Die Beiträge dieses wichtigen Bandes untersuchen die Unterstützung für die Judenverfolgung in den Niederlanden, Belgien, Litauen und Ungarn. So waren die holländischen Einwohnermeldeämter sorgfältig bemüht, ein exaktes "Judenregister" zu erstellen, das es den Häschern ermöglichte, mit einer Gründlichkeit wie in keinem anderen besetzten Land nahezu sämtliche Juden zu verhaften und in den Tod zu deportieren. In Belgien war die Kollaborationsbereitschaft in den flämischen wie wallonischen Landesteilen durchaus unterschiedlich. Während Antwerpen dem deutschen Befehl, den "Judenstern" einzuführen, sofort nachkam, verweigerte Brüssel die Mitwirkung mit dem ausdrücklichen Argument, die Kennzeichnung verletze die Menschenwürde. In Litauen und in Ungarn betrieben die Eliten eine aggressive Politik der ethnischen Homogenisierung, die sich insbesondere gegen die jüdischen Minderheiten richtete. Antisemitismus war schon vor der deutschen Besatzung verbreitet, und dann ergriff man rasch die Gelegenheit, bei der Deportation wie Ermordung der Juden mitzuhelfen, um deren Vermögen und Besitz zu rauben.

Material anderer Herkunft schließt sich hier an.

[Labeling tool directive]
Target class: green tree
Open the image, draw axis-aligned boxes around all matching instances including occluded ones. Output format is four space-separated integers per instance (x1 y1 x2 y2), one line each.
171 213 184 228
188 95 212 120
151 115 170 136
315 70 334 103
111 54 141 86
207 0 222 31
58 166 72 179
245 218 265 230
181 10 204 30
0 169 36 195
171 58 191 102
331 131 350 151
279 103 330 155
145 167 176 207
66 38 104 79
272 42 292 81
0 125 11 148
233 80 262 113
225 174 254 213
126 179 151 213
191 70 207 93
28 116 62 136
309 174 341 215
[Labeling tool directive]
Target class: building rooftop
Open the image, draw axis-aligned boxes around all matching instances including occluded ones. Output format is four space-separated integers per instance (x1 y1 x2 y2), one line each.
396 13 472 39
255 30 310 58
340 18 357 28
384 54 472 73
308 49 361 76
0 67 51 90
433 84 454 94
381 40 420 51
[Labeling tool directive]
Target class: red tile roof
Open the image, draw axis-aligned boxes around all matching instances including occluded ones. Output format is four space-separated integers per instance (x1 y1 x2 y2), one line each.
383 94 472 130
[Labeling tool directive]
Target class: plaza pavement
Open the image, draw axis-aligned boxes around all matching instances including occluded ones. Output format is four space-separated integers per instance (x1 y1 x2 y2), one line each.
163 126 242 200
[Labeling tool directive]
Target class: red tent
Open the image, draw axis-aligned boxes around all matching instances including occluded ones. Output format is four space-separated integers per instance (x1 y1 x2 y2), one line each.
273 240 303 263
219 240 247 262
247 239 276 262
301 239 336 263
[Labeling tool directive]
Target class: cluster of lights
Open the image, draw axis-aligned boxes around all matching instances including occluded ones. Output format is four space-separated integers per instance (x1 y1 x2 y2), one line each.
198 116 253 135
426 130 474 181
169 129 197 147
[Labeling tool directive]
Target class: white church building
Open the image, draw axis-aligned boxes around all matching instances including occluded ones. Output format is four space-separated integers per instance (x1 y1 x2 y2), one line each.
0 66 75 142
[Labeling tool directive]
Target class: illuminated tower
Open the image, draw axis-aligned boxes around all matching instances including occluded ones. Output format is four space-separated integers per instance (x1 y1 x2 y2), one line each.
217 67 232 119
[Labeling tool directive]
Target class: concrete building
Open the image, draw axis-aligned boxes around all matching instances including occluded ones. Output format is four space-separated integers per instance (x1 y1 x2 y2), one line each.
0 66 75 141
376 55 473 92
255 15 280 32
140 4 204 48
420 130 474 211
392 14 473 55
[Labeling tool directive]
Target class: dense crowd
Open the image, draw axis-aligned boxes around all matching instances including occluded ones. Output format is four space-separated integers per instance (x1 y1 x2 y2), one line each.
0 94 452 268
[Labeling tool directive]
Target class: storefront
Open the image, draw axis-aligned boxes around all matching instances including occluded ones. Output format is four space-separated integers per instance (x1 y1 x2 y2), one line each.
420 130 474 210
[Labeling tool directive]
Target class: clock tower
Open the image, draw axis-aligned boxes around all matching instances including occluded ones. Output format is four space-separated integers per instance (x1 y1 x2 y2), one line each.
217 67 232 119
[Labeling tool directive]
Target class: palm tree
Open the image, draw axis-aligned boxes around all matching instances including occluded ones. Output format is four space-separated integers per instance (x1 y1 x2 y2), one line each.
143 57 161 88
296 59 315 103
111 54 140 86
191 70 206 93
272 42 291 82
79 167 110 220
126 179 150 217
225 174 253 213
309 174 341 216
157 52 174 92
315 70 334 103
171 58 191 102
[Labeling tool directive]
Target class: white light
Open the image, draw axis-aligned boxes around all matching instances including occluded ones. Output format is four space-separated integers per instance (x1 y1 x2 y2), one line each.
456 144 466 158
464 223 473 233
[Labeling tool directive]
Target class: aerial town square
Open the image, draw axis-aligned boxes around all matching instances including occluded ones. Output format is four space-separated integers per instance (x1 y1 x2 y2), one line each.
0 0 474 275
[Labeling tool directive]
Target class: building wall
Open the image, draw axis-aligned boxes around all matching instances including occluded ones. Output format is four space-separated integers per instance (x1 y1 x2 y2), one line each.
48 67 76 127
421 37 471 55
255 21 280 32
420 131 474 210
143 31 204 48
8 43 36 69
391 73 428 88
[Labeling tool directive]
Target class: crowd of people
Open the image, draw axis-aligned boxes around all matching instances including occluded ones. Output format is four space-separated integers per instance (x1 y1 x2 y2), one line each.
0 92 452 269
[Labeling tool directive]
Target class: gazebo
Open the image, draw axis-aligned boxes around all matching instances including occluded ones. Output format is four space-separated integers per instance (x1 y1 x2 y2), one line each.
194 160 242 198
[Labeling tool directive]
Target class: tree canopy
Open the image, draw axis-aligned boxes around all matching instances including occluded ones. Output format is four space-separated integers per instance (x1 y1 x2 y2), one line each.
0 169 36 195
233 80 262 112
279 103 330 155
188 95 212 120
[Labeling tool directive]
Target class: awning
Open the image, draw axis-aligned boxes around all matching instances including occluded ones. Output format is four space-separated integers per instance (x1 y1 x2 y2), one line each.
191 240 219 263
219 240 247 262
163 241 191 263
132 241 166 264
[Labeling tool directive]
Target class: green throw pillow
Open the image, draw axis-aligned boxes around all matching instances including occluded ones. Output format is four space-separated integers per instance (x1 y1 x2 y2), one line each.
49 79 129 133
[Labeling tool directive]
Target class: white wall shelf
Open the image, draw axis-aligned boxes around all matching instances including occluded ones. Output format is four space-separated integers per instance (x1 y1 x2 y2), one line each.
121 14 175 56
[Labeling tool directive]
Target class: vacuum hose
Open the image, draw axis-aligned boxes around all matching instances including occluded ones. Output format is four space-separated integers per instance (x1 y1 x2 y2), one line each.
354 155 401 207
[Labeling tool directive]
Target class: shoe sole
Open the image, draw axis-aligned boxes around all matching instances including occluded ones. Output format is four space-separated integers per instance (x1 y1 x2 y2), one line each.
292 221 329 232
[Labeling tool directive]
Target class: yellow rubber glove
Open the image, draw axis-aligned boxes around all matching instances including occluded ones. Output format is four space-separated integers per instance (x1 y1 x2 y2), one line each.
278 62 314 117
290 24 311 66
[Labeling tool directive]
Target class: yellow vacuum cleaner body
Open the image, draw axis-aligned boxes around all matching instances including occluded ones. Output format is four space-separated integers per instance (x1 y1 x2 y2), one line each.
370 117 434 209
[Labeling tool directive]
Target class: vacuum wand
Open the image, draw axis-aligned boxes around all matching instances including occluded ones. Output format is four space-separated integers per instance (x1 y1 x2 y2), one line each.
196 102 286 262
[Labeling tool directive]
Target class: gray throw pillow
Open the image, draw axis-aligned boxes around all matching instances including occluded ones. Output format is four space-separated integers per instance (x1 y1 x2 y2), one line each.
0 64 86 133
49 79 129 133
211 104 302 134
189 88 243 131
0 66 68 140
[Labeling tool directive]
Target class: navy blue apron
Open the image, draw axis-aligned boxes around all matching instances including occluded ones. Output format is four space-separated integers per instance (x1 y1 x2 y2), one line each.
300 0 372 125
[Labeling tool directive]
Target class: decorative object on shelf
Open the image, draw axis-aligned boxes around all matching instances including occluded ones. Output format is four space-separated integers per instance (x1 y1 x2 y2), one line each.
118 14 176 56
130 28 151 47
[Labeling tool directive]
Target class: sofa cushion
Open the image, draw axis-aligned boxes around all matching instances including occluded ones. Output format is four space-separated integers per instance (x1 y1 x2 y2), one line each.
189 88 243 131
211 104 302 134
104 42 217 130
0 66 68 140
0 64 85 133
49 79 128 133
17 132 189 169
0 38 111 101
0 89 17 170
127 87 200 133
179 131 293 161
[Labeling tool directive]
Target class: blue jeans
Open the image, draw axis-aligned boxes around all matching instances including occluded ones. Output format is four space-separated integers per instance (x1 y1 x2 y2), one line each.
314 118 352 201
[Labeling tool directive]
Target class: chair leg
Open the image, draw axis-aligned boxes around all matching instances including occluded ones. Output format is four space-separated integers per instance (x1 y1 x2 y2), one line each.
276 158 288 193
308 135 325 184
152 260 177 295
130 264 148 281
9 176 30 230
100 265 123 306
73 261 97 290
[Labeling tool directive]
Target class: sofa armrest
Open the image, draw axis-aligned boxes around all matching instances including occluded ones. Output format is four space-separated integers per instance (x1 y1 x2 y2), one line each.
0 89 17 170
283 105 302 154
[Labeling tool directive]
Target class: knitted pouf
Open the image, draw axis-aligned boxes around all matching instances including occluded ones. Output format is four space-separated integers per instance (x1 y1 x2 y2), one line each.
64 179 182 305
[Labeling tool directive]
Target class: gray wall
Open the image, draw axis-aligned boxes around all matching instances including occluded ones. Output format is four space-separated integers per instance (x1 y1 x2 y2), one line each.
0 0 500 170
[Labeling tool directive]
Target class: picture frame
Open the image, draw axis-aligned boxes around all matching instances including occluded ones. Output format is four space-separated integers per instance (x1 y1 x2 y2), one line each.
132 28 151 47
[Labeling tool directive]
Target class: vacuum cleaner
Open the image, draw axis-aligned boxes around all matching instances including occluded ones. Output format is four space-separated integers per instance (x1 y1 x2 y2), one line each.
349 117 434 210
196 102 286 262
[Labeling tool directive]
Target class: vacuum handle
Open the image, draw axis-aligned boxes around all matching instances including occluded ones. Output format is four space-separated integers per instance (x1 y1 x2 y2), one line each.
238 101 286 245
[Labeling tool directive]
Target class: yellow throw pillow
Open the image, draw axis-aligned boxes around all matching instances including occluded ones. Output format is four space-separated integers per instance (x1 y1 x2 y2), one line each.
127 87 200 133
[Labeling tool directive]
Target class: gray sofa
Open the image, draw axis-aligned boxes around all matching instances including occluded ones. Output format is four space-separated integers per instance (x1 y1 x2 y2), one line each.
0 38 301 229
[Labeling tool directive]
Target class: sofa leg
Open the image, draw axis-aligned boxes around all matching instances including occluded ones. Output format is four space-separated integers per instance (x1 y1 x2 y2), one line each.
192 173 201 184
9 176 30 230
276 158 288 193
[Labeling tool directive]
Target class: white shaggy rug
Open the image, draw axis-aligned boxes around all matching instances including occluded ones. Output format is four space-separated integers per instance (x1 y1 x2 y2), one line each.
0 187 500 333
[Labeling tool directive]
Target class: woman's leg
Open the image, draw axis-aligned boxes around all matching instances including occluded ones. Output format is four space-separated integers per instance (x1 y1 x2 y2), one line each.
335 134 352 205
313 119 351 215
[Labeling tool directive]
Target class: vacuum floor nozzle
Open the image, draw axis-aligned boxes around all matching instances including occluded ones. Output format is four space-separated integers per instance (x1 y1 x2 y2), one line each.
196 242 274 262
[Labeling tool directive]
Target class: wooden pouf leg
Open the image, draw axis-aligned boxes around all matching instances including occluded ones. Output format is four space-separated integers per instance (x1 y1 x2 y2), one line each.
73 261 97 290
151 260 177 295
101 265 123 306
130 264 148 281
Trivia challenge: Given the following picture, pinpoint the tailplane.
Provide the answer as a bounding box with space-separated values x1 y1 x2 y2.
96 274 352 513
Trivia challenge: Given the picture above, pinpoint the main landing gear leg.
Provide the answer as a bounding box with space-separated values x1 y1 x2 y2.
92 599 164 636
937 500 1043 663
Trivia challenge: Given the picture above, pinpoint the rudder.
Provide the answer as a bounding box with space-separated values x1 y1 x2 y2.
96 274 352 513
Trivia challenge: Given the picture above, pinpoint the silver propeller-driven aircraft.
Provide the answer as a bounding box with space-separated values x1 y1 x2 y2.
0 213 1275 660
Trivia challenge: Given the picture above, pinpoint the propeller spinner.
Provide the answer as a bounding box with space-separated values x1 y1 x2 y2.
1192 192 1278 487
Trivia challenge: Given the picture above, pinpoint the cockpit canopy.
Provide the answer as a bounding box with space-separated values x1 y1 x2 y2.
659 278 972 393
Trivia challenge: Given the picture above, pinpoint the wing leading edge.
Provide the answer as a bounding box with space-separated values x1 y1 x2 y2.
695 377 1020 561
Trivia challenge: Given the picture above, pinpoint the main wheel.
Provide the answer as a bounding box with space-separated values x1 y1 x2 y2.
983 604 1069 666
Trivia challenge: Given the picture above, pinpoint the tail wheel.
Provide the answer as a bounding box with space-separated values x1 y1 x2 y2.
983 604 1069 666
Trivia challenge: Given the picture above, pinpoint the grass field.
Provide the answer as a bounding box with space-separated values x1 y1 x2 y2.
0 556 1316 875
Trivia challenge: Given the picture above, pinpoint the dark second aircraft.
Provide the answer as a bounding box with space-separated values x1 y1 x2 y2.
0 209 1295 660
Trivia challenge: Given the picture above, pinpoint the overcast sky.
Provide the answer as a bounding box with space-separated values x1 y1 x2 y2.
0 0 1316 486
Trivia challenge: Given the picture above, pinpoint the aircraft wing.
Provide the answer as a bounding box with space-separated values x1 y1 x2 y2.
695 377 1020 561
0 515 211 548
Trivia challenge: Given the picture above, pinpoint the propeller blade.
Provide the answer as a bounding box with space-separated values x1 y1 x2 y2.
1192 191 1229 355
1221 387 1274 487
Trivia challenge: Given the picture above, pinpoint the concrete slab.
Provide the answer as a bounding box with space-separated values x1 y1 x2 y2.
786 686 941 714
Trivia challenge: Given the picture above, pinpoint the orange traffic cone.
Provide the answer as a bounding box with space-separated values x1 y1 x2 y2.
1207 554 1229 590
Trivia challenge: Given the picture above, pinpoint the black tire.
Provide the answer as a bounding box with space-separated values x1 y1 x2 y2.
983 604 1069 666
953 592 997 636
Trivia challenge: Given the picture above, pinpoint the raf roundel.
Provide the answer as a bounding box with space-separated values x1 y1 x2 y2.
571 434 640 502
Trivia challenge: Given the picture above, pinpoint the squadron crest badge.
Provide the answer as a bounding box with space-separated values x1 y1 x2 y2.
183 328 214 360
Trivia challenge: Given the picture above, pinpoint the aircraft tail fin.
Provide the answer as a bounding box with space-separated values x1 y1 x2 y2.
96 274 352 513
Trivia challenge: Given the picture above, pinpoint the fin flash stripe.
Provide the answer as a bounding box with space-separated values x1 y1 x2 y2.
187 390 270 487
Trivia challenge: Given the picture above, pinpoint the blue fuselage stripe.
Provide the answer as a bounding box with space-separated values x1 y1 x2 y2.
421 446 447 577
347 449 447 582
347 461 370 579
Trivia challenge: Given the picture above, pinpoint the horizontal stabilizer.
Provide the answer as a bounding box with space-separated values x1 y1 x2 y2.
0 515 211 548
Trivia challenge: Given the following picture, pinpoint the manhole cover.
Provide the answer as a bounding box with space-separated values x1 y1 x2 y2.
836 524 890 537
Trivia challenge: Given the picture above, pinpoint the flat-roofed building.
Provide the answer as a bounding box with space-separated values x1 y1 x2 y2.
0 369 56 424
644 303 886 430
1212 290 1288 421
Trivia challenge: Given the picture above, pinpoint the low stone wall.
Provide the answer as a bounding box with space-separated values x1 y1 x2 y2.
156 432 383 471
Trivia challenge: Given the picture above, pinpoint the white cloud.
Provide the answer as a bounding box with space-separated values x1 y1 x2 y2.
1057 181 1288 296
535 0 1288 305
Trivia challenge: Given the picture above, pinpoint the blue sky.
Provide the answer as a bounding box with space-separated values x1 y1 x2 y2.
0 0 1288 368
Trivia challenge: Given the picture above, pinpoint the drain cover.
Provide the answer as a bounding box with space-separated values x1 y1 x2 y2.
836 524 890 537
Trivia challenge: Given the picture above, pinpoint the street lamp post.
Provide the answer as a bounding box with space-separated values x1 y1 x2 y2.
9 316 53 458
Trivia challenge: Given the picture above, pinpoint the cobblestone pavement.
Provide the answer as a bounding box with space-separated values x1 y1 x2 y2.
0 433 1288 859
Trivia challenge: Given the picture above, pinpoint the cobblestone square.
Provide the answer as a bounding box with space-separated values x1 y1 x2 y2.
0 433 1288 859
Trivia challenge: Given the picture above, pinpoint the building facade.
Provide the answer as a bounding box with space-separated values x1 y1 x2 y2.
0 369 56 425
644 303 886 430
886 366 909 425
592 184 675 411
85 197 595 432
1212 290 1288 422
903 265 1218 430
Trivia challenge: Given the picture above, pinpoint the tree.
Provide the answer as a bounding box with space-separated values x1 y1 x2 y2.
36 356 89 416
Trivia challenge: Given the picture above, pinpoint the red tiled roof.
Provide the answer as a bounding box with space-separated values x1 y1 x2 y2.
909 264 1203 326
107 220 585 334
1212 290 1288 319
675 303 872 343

Selbst die Sowjetunion war eine Zeitlang als Partner bei der Judenverfolgung im Blick der SS. Pavel Polian präsentiert ein außergewöhnliches Dokument aus dem russischen Staatsarchiv: den Brief der "Umsiedlungsverwaltung beim Rat der Volkskommissare" an Molotow vom 9. Februar 1940, aus dem hervorgeht, dass die sogenannten "Zentralstellen für jüdische Auswanderung" in Berlin und Wien angefragt hatten, ob die Sowjetunion bereit wäre, sämtliche deutsche und österreichische Juden aufzunehmen. Weitere Dokumente sind nicht vorhanden oder noch nicht gefunden. Aber der Vorgang zeigt, wie Polian rekonstruiert, in welchen Dimensionen beide Regime zu dieser Zeit planten.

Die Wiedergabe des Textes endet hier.